Криандра даже улыбнулась, правда, немного измученно.

— Самая газированная в городе, — кивая головой, согласилась она.

— Я не закончила. — Бригита упёрла руки в боки, удерживая взгляд прямо направленным в глаза подруги, немного уступавшей ей по росту. — Если ты провалишься — получишь десять щелбанов.

Она была всерьёз намерена раздать их подруге, если вдруг окажется, что её затея вновь не сработала, но в первую очередь Бригита, конечно же, хотела разрядить обстановку, ненадолго придав ей атмосферу самых обычных проказ.

— Умерь свою кровожадность!

Криандра поднесла своё лицо поближе к её, щёлкнула зубами и заметно повеселела. А что ей было делать? В такой ситуации можно было либо пасть духом и рухнуть в пучины отчаяния или же напротив — пока ещё безосновательно, но воспрянуть и понадеяться, что их не собьют обратно на землю. Хотелось долететь до такой высоты, чтобы тьма оказалась далеко внизу. Кажется, именно так поступают орлы в шторм. Так почему бы не последовать примеру этих благородных птиц?

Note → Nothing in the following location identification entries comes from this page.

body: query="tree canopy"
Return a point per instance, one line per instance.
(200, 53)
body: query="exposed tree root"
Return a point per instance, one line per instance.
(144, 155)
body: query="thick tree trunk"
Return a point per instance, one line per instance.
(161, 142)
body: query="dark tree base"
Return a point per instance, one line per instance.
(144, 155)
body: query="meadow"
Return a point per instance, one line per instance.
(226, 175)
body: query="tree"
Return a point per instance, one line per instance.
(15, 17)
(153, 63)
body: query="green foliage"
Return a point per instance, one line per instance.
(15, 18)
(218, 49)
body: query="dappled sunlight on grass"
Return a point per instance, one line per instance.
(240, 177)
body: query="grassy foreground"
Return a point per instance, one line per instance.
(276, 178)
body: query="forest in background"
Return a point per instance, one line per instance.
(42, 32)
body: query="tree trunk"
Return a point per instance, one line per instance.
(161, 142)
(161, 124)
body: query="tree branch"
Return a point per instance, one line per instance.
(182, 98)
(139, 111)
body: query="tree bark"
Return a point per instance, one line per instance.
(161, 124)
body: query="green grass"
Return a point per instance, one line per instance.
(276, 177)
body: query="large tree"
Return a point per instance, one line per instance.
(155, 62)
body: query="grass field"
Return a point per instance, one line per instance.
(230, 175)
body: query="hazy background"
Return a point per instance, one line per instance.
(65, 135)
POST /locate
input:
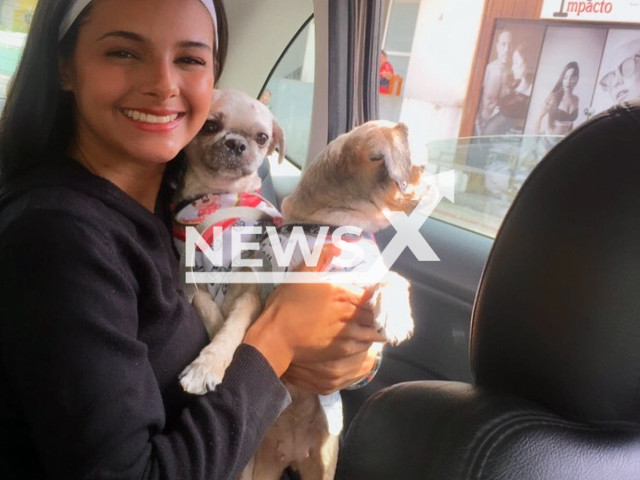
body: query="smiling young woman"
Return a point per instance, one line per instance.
(94, 330)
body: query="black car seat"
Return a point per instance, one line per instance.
(555, 337)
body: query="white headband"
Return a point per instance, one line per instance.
(79, 5)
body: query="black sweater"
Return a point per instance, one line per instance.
(93, 335)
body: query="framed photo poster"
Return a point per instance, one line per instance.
(546, 78)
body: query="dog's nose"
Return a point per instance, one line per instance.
(236, 146)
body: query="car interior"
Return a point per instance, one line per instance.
(524, 361)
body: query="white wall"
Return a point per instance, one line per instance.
(443, 50)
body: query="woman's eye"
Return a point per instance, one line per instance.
(192, 61)
(120, 54)
(262, 138)
(210, 127)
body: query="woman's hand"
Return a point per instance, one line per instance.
(311, 323)
(329, 376)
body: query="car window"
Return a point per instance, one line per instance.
(288, 92)
(15, 19)
(489, 87)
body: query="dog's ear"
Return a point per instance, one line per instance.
(277, 141)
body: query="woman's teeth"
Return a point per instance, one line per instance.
(148, 118)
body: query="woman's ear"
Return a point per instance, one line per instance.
(64, 75)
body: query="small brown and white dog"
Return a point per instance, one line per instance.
(351, 182)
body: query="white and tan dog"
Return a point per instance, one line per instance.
(357, 177)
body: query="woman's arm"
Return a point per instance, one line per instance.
(83, 382)
(545, 111)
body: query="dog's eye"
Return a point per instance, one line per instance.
(262, 138)
(210, 127)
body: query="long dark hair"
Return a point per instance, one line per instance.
(38, 117)
(558, 91)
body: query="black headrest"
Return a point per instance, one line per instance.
(557, 314)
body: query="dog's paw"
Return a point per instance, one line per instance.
(203, 375)
(391, 308)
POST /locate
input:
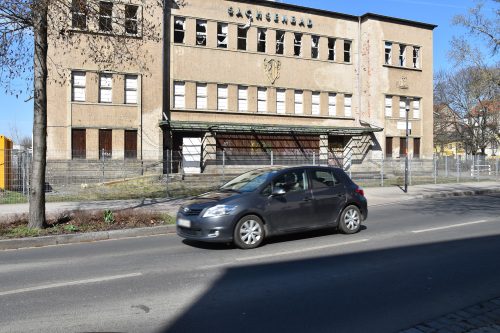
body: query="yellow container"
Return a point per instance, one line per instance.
(5, 163)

«Только не подведи», — подумала Бригита. Ей почему-то очень не хотелось отправляться в это путешествие. Точнее, ей хотелось выйти за пределы этого города и увидеть весь остальной мир, но что-то подсказывало ей, что дорога будет вовсе не такой простой и точно не такой короткой. Но если бы она стала об этом чересчур долго раздумывать, то стала бы похожей на канатоходца с боязнью высоты, который слишком долго пялится себе под ноги. Известно ведь — если чего-то боишься, лучше поскорее положить этому конец. Криандра это понимала, поэтому и чередовала мелькавшее в ней отчаяние с безрассудной вдохновлённостью, и Бригита пыталась последовать её примеру. Пока что это получалось раз на раз. Тем не менее, выходя из комнаты, рыжеволосая положила руку на спину подруги, и они улыбнулись друг другу как в те старые добрые времена, которые закончились пару дней назад, и оставалось лишь догадываться, когда они намерены вновь наведаться в жизнь заплутавших в неизведанном для них мире девушкам.

 

 

Гве́рдэ не посчастливилось, и его талантов оказалось как раз достаточно, чтобы его назначили писарем в главное командование, руководящее военными действиями на эльфийских землях. Это была элитная должность, во многом завидная, но ещё в большем — тягостная. Юноша то и делал, что ловил себя на мысли о не сложившихся перспективах. Если бы всё пошло, как он себе это представлял при поступлении на обучение, когда ещё жил у себя на родине, то в ближайшем будущем стал бы помощником какого-нибудь должностного лица и купался бы преимущественно в двух вещах: финансовой обеспеченности и чувстве стабильности. На данный момент Гвердэ получал неплохое жалованье, которое не на чем было спустить, и был стабильно уверен в том, что каждый следующий его день будет наполнен полнейшей неизвестностью. Возможно, кому-нибудь и понравилось бы крутиться возле главнокомандующего и его ближайших подчинённых, в руках которых концентрировалась основная власть на здешних территориях и которые в будущем могли претендовать на них уже в качестве землевладельцев, но мнение это было более чем ошибочным и включало в себя больше фантазий, чем реального взгляда на вещи. Писарь в командовании — это всего-навсего некий элемент, звено рабочей цепи. Невидимка, чьи личностные черты и умения в широком смысле не носят никакой персонифицированной выдающности. Все таланты Гвердэ, благодаря которым он очутился на этой должности, никак не отмечались вне рамок его трудовых обязанностей, и поэтому всё, что бы он ни сделал, не было ни хорошим, ни плохим — оно было либо ожидаемым, либо неприемлемым. Впрочем, во втором случае пребывание на этой должности весьма быстро закончилось бы для него. Поэтому феноменальные способности к запоминанию, быстрописание, каллиграфические навыки и знание языков были всего лишь инструментами в виде юноши, до сих пор малость растерянного сменой окружавших его обстоятельств.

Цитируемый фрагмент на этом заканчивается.